My country was in mourning and paid tribute to the dead after flight MH17 got shot down above Eastern Ukraine. We have watched the Ukrainian people suffer from a distance, suddenly we were personally involved, in mourning and angry. Some locals were seen to treat the site of this horrible crash disrespectfully, but we saw others cry bitterly for the losses of those who perhaps never stopped to consider the events in the Ukraine. One lady brought a shoe she found, saying: "They can identify someone by a shoe, can't they?"

Source: FB page "Franciscanen Gerechtigheid"
A friend of mine flying from Burkina Faso sent an email saying she wasn't on the plane that crashed on it's way from Ouagadougou to Algiers. She was to fly later that night, departing from Ouagadougou, but with a different airline. It made me consider the things that would've been said, had she been on that fatal flight. How she was a good person, doing good work for a neglected minority in West-Africa, in the prime of her life, recently married and how unjust it seems for her life to abruptly end in such a horrific way. As it is, I'm grateful to know she's safe, but I also realise that instead others died who are also all of the above (good people, in the prime of their life, doing fine things).

This week (and every week) many thousands of people suffered loss. I haven't even begun to mention all the other world events, for instance in Gaza and Iraq, where new losses are added in an incessant stream.
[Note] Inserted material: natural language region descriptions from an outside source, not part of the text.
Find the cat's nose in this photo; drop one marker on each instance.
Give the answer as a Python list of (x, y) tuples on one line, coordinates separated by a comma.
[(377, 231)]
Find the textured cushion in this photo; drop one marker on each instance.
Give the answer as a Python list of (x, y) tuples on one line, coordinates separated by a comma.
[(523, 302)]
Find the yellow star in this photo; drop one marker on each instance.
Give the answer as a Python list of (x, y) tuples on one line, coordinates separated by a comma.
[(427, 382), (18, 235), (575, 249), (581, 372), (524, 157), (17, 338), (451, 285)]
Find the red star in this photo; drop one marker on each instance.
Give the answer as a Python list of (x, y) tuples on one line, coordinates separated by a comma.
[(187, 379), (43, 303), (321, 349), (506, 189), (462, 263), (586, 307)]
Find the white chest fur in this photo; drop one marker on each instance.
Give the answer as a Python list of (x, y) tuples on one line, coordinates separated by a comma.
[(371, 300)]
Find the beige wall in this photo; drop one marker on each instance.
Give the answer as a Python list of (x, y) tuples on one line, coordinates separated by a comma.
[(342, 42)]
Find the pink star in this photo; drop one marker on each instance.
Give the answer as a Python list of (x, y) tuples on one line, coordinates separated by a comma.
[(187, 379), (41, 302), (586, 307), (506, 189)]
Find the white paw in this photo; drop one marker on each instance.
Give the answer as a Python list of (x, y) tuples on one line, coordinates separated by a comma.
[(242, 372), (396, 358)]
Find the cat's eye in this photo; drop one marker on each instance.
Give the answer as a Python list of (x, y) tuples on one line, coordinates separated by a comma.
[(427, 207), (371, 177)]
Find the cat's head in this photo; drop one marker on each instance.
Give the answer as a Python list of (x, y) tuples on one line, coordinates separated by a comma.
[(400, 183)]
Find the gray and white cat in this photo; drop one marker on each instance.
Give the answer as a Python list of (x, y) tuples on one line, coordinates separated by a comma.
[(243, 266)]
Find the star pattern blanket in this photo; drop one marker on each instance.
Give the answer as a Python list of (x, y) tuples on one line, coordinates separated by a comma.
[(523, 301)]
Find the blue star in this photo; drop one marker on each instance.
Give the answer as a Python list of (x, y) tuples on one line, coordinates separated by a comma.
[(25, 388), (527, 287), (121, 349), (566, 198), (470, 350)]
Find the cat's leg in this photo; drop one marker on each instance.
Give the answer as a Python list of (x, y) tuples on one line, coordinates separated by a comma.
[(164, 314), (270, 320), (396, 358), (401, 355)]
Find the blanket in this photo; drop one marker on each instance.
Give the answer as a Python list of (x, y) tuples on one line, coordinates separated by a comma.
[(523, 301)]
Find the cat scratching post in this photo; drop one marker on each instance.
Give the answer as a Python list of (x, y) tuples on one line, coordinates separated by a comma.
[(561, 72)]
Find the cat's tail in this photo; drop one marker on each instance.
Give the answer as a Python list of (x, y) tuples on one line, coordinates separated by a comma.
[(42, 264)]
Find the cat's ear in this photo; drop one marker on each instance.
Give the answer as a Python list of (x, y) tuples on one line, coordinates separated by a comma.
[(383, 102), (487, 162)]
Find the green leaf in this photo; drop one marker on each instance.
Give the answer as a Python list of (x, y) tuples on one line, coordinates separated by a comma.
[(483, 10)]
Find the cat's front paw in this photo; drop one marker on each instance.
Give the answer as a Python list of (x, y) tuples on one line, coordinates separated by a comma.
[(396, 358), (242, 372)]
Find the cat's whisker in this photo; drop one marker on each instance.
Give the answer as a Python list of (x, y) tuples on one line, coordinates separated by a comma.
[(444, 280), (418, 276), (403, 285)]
Yet at the end of such a week, I celebrated that I've lived yet another year. Not because I deserve to, but by the grace of God. I celebrated that there are people around me who love me and who are glad to be part of my life. On the same day, in another continent, my sister-in-law said goodbye to her aunt who died as a result of cancer. Yet even the coming funeral will be another occasion to celebrate Life.